D’autres patients, à l’inverse, entrent en séance avec une récusation presque théâtrale : « Je n’ai rien à dire », « Rien ne me vient », « Je ne sais pas par où commencer ». Ce vide est une scène. Ce mutisme apparent est un discours. Car ce « rien » n’est jamais rien ; il est déjà un signifiant majeur de la cure. Il est la présentation du symptôme sous forme de désert. Et Freud restait intraitable : ne jamais donner au patient la matière dont il vous supplie. Ne pas lui dire « parlez de ceci », « évoquez cela ». Ce serait, écrivait-il, réinstaller le fantasme d’un médecin détenteur de la clé du récit. Or l’analyse commence précisément quand la demande d’orientation échoue.

C’est là que Lacan déplace tout. On croit souvent que la coupure est un acte final, une clôture soudaine, un adieu brusque à la séance. C’est mal comprendre son coup de maître. La coupure est un geste inaugural, en début de séance. Elle n’est pas la fin du temps, mais la création du temps analytique. Elle ouvre au lieu de fermer. Lacan, joueur de poker plus qu’horloger, introduit une autre logique : le patient entre dans la séance avec une préparation… qu’il ne pourra pas dérouler comme il le souhaite. Le sol se dérobe. La partition tombe. C’est à lui d’interpréter ce geste, non à l’analyste d’interpréter le sien.

C’est cela, la véritable révolution : inverser le sens de l’interprétation. Ce n’est plus l’analyste qui doit interpréter le désir du patient, mais le patient qui se trouve dans la position d’interpréter le désir de l’analyste. Subversion radicale de l’économie transférentielle. Le maître n’est plus maître. Le patient n’est plus soumis. L’adresse circule autrement. Le désir de l’analyste — cet opérateur central de la cure — n’est pas ce qu’il veut, mais ce qu’il manque à dire.

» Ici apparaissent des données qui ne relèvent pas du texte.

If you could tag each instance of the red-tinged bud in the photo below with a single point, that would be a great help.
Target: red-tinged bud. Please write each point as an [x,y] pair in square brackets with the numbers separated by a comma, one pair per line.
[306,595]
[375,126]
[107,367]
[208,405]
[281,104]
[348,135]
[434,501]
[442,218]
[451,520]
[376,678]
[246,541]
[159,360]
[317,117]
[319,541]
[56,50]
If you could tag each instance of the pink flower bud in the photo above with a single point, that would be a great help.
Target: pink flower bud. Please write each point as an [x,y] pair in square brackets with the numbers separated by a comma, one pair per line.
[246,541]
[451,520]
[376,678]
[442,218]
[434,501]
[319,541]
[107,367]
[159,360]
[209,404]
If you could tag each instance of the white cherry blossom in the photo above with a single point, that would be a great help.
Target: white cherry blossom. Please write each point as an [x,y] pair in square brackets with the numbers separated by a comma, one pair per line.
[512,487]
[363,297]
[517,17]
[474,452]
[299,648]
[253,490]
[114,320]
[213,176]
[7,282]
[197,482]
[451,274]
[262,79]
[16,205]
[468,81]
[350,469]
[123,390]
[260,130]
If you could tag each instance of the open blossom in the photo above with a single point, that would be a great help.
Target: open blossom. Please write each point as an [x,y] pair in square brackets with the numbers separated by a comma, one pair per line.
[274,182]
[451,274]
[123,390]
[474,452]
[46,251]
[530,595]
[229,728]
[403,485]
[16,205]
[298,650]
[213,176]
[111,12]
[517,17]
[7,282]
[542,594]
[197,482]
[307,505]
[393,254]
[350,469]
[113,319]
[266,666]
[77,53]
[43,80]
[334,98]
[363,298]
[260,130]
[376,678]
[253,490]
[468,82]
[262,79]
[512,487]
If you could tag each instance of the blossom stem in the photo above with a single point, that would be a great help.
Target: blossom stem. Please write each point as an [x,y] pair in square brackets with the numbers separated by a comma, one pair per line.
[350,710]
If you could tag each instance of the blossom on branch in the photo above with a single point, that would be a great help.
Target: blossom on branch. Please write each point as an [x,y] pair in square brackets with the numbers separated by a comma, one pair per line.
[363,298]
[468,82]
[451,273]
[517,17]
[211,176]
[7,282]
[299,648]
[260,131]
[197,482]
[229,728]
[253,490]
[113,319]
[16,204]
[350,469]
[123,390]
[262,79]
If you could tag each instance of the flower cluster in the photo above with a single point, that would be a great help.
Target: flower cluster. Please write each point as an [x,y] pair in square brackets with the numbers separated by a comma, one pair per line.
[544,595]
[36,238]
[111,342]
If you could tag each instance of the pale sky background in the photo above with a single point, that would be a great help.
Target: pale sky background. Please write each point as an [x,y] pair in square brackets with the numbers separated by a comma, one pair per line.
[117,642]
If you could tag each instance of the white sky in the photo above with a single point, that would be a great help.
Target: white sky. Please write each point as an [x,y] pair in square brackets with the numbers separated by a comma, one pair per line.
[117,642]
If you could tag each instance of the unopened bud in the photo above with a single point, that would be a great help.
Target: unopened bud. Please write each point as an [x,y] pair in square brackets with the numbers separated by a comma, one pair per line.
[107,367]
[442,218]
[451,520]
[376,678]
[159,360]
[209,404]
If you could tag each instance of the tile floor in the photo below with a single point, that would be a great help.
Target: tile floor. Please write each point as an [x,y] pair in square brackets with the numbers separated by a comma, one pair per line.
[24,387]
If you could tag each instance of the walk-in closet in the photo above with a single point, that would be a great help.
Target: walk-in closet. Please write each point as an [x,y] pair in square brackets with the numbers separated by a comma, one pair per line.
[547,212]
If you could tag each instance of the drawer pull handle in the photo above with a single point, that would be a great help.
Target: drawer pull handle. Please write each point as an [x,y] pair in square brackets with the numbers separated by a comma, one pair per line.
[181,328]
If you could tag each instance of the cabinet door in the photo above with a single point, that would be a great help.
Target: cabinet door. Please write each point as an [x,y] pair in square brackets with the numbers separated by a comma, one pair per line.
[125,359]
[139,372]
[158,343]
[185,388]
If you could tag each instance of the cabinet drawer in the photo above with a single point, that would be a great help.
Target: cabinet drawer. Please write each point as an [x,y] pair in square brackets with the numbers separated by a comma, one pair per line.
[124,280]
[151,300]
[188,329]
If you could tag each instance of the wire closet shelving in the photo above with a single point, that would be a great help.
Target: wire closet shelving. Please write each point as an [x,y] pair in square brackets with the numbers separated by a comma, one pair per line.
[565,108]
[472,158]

Dans cet espace mouvant, la formule de Lacan prend toute sa portée : la guérison, si elle advient, ne vient que de surcroît — car les névroses actuelles sont incurables en leur structure même. Non pas incurables comme une condamnation biologique ou un destin malheureux, mais incurables en tant qu’elles constituent l’armature même du sujet, son mode singulier de se défendre, de jouir, de se maintenir dans le monde. Le sujet contemporain est ainsi saturé de résistances, de défenses rigides, de savoirs préfabriqués, d’hyper-organisation psychique. Le surmontement de ces résistances est impossible — mais leur maniement peut être une voie de transformation. La coupure, loin d’être un affront, est le scalpel symbolique qui extrait un peu d’air dans la chambre close du discours.

Ainsi se joue la psychanalyse : à la lisière du dire et du non-dire, du secret et de son aveu impossible, du préparé et de l’inattendu. Ce n’est pas la cohérence qui pousse la cure, mais la béance. Ce n’est pas la maîtrise du patient, mais son ratage. Ce n’est pas la continuité, mais la suspension. Tout se décide dans les interstices : dans la phrase avortée, dans la pensée qui « ne vient pas », dans la surprise d’un mot qu’on n’avait pas prévu, dans le temps coupé avant d’avoir pu refermer la boucle.

L’analyse commence toujours par un commencement impossible. Et c’est dans ce commencement impossible que se joue l’acte analytique, le seul : faire advenir une parole qui ne se savait pas prête, donner droit à un surgissement que l’on ne pouvait écrire à l’avance, et faire de la résistance non pas un obstacle, mais un alliage, un allié, une matière vivante.